I’m Not in Paris for the end of Le Tour

The Tour is On and I’m Not There

The other day my after a trip to the beach where my daughter insisted on swimming fully clothed she borrowed an old T-shirt of mine bought at the final stage of the 1991 Tour de France. This was the stage where Djamolidine Abdujaparov famously crashed out. Every year since I have wanted to return to Le Tour, next year I will.

For now then a bit of a mish-mash which at some point I will re-visit this post.

First off a reminder of the end of the 1991 race.

The Colour of Cycling

Cycling World Champion Rainbow Stripes

World Colours

The cycling World Champion colours are not ones that any designer would generally place together, all a bit Play-School. That said in the world of cycling it works, don’t know why, it just does. These basic primary(ish) colours are repeated throughout the cycling world, and why not?

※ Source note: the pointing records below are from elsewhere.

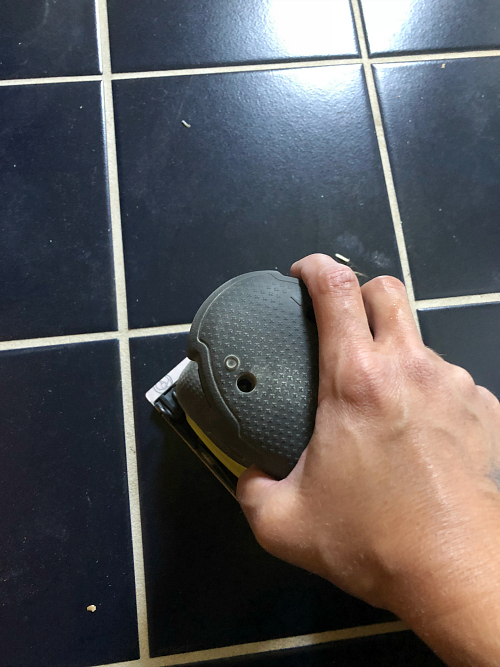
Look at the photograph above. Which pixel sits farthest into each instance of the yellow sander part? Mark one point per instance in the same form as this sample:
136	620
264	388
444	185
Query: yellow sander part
228	462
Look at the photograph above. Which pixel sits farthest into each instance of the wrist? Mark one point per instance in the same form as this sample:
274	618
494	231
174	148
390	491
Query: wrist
448	592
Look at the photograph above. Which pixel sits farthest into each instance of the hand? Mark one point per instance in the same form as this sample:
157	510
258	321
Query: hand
396	498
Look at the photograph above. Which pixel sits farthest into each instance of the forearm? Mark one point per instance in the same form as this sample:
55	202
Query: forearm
455	608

For the uninitiated cycle shirts aren’t just about carrying a brand. Some specific shirts have colours to denote the position of the rider within the race (or World). Whether it is the leader in the sprint race, the best climber or the overall leader there are shirts to be worn.

There seems to be some dispute over the origins of Le maillot jaune in the Tour de France. I certainly like the second suggestion.

The colour was chosen either to reflect the yellow newsprint of the organising newspaper, L’Auto, or because yellow was an unpopular colour and therefore the only one available with which a manufacturer could create jerseys at late notice. (Wiki)

Cycling World Champion shirt

Cycle Logo Design

As a youth, the Campagnolo Super Record Mech (shown) was about as good as it got, but I always preferred the look of the Record (below), which was much more ornate. However the Super Record did allow the Campagnolo logo to be seen in all its glory.

Campag Gears

Campagnolo Logo

People argue about the relative merits of the Japanese and European technology but for me it is European, in particular Italian all the way, and it’s about look and history. I ride a Dutch Gazelle with a strange mix of Campag, Sachs and 3ttt. Yes there are bits of Jap stuff in there but had I the money it would be Italian all the way, and probably steel too.

Cinelli Logo

Cinelli Logo

Colnago Logo

Colnago Logo

Merckx Logo

Merckx Logo

There is a certain purity to any of these logos. Some such as the Cinelli logo are a world apart from their predecessors, have a look here.

My friend Msr Moutard was having a bit of a whinge about the loose bottom bracket on his (Taiwanese built) Colnago earlier this week but I don’t think I would tire of seeing this logo on t’ push-iron.

(Told you it was a mish-mash).

Steel is Cool though many will not understand this obsession with bicycles

Sat in my hallway is a nice (old) Gazelle Reynolds framed road-bike. Elsewhere there is an even older Dawes Super-Galaxy, again Renyolds framed, this one with a Brooks saddle. There is also an old-school Diamondback BMX.

I like bikes, I like them a lot, preferably steel, or titanium, and they don’t need to be too new either. For me a simple bike is a thing of beauty that combines engineering, design and minimalism.

Cinelli Track Bike

Cinelli Track Bike

As a teacher I used to do a design lesson where I showed pupils pictures of things I liked the design of; Guzzis, Porsches, Minis, Trangia cookers… The common link was design. I knew I was getting through when a Year 9 girl saw the Cinelli track bike (shown) and said “that’s dead sexy that is”. She meant it, she was correct too.

I love going to London in part because of the cycling scene there. Twenty (plus) years ago, as a student, I was a cycle courier, I guess it was a relatively new thing then. At the time I rode a mix of bikes: Rory O’Brien, Holdsworth, Ellis-Briggs and latterly an early Ridgeback. Sadly in the first week I crashed the Ellis Briggs, I rode into the back of a Ford Granada stopped outside Kings Cross station. I ended up lying on the guy’s boot and can still remember the look of surprise as he looked in his rear view mirror, fortunately he had checked before diving away with me there. The frame needed re-building and I had the pleasure of using Tom Board who was at the time making Paris cycles, this honour made the accident almost worthwhile.


The London scene is vibrant and organic. Recently we have sat outside pubs in Islington and watched as cycle polo teams have returned en-masse riding a selection of unique machines. On one occasion I was almost tempted to pull the classic Bob Jackson from the pile to protect it from damage. There is a range of styles and approaches but, once again, steel is king, whether it is an original or a fixie, and, if it is adorned by leather and a bit of canvas then so much the better.

Sometimes it is difficult to tell the recreations from the re-builds not that this is an issue. There are a number of boutique dealers such as Tokyo Fixed in Soho where you are likely to find all manner of classic machinery.